1963 yazında, Senato Araştırma Komisyonu, Doğu Alman göçmeni Ellen Rometsch adı etrafında, ABD başkanı John F. Kennedy’nin belki de koltuğunu kaybetmesine yol açabilecek bir soruşturma başlatır. Bir Batı Alman subayının karısı olarak Washington’a gelen Rometsch’in KGB adına casusluk yaptığında şüpheleniliyordu. Rometsch kısa zamanda, Washington’da politikacıların, bürokratların takıldığı Quorum Club’ın en üst düzey müşterilere giden birkaç kadınından biri oldu. Çapkınlıklarıyla ünlü Kennedy kardeşler de çok geçmeden Rometsch’in ağına düşmüştü. Kulübü işleten ise, başkan yardımcısı olmasına rağmen Kennedy’den hiç hazzetmeyen Lyndon Johnson’a yakınlığıyla bilinen Bobby Baker’dı. Baker’ın resmi tek görevi Senato çoğunluk lideri sekreterliğiydi. Ancak görünürde kamu görevlisi olan bu adam Washington’un en zenginlerinden biriydi. Daha sonra bazı soruşturmalarda mafya ile işbirliği içinde olduğu vesaire de ortaya çıktı. Baker, Rometsch’i başkana tanıştıran isim. O dönem Washington’unda bir tür Monica Lewinsky skandalı patlamak üzeredir. Üstelik konu Des Moines Register gazetesinde de üstü kapalı şekilde gündeme gelmiş ve isim verilmeden “çok üst düzey” müşterilerden bahsedilmiştir. Ayrıca Rometsch’in yanı sıra Maria Novotny ve Suzy Chang gibi iki komünist ülke göçmeni daha skandalın parçasıdır. Onların birkaç ay önce İngiliz Savaş Bakanı John Prufumo’nun başını yakan seks skandalının da kahramanları olması ise tabloyu Başkan John F. Kennedy ile kardeşi Adalet Bakanı Robert F. Kennedy için daha vahim hale getirmekte.

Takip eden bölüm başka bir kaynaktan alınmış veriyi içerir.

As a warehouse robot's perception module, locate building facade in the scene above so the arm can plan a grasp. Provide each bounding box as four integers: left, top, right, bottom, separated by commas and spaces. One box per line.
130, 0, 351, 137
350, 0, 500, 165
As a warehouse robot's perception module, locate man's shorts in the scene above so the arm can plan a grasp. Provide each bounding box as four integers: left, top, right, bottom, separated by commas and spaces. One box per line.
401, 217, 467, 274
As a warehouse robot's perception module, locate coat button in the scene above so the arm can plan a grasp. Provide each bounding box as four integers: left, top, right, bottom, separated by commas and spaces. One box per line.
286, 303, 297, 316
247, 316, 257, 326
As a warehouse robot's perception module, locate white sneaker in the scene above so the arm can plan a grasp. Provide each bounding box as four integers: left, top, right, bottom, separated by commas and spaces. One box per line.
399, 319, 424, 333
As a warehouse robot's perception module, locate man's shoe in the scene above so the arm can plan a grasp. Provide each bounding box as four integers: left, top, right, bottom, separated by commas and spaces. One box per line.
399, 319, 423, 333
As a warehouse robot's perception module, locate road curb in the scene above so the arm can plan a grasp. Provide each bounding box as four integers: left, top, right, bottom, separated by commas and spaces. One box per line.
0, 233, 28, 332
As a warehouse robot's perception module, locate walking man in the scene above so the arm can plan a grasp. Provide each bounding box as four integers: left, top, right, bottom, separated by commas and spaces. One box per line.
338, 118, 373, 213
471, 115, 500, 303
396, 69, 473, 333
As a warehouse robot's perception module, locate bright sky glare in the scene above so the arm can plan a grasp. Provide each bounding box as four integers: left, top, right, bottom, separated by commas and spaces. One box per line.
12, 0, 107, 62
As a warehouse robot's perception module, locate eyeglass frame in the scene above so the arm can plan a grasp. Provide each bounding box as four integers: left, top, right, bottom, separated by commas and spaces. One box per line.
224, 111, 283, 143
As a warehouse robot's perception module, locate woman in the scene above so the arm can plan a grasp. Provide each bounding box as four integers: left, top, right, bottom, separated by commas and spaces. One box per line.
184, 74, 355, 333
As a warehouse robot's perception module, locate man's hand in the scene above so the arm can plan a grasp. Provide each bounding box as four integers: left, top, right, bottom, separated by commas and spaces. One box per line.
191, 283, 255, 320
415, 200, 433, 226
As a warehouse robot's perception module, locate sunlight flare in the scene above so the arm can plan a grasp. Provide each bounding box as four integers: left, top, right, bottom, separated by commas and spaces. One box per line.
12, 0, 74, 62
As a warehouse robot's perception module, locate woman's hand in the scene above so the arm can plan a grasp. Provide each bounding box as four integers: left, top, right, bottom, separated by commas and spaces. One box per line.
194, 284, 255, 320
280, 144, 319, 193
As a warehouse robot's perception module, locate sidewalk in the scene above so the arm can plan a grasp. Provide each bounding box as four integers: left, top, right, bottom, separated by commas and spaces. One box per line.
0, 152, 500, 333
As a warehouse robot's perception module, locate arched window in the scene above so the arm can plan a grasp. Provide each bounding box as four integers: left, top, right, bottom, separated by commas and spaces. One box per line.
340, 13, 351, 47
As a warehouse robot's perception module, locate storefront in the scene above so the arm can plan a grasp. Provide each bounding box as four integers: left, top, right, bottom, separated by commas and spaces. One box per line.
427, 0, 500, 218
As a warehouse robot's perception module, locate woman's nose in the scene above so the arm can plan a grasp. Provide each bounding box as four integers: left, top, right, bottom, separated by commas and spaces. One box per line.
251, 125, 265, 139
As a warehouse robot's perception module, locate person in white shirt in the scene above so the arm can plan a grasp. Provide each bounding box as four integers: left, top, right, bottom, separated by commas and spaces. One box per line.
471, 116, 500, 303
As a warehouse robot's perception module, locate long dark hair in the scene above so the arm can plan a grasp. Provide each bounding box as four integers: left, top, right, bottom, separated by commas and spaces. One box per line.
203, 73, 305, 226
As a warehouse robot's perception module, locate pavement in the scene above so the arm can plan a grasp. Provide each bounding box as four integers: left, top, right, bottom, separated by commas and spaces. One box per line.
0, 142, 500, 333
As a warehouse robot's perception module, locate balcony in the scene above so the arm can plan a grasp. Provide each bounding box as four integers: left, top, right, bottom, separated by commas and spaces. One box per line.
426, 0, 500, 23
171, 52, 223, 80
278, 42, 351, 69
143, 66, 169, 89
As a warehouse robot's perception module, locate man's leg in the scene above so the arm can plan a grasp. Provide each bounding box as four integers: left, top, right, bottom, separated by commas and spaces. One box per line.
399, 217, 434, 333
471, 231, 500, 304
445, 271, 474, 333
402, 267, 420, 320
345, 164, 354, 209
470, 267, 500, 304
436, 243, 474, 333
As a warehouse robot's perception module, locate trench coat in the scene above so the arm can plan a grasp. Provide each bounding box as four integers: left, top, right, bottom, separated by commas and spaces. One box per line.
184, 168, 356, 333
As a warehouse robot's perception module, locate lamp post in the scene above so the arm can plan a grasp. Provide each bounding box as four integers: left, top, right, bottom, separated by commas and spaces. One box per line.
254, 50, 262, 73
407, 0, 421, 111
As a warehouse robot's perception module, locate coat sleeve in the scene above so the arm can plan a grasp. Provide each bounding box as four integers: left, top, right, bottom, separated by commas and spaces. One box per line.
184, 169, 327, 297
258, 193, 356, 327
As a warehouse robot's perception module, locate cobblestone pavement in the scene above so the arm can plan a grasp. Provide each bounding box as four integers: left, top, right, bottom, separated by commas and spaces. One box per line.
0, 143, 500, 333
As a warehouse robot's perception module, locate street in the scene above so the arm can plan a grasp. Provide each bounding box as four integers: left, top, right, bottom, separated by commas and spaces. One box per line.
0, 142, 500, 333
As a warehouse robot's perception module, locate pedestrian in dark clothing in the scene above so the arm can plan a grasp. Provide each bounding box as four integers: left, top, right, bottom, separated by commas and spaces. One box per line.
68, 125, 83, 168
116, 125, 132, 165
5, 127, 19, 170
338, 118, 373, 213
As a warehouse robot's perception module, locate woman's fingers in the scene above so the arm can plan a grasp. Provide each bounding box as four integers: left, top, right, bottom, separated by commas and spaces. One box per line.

Sonunda Kennedy kardeşler yüzmeleri imkansız bir denize düştüklerini görünce, 2 yıldır kovabilmek için formül aradıkları yılana, yani FBI Başkanı J. Edgar Hoover’a sarılmaktan başka çare bulamazlar.

John F Kennedy, başkan olduktan sonra Edgar Hoover’ı koltuğundan almak için fırsat kollamıştı. FBI, Adalet Bakanlığına bağlıydı. Bakanlığın başında ise başkanın kardeşi Robert Kennedy vardı. Ancak başarılı olamamışlardı.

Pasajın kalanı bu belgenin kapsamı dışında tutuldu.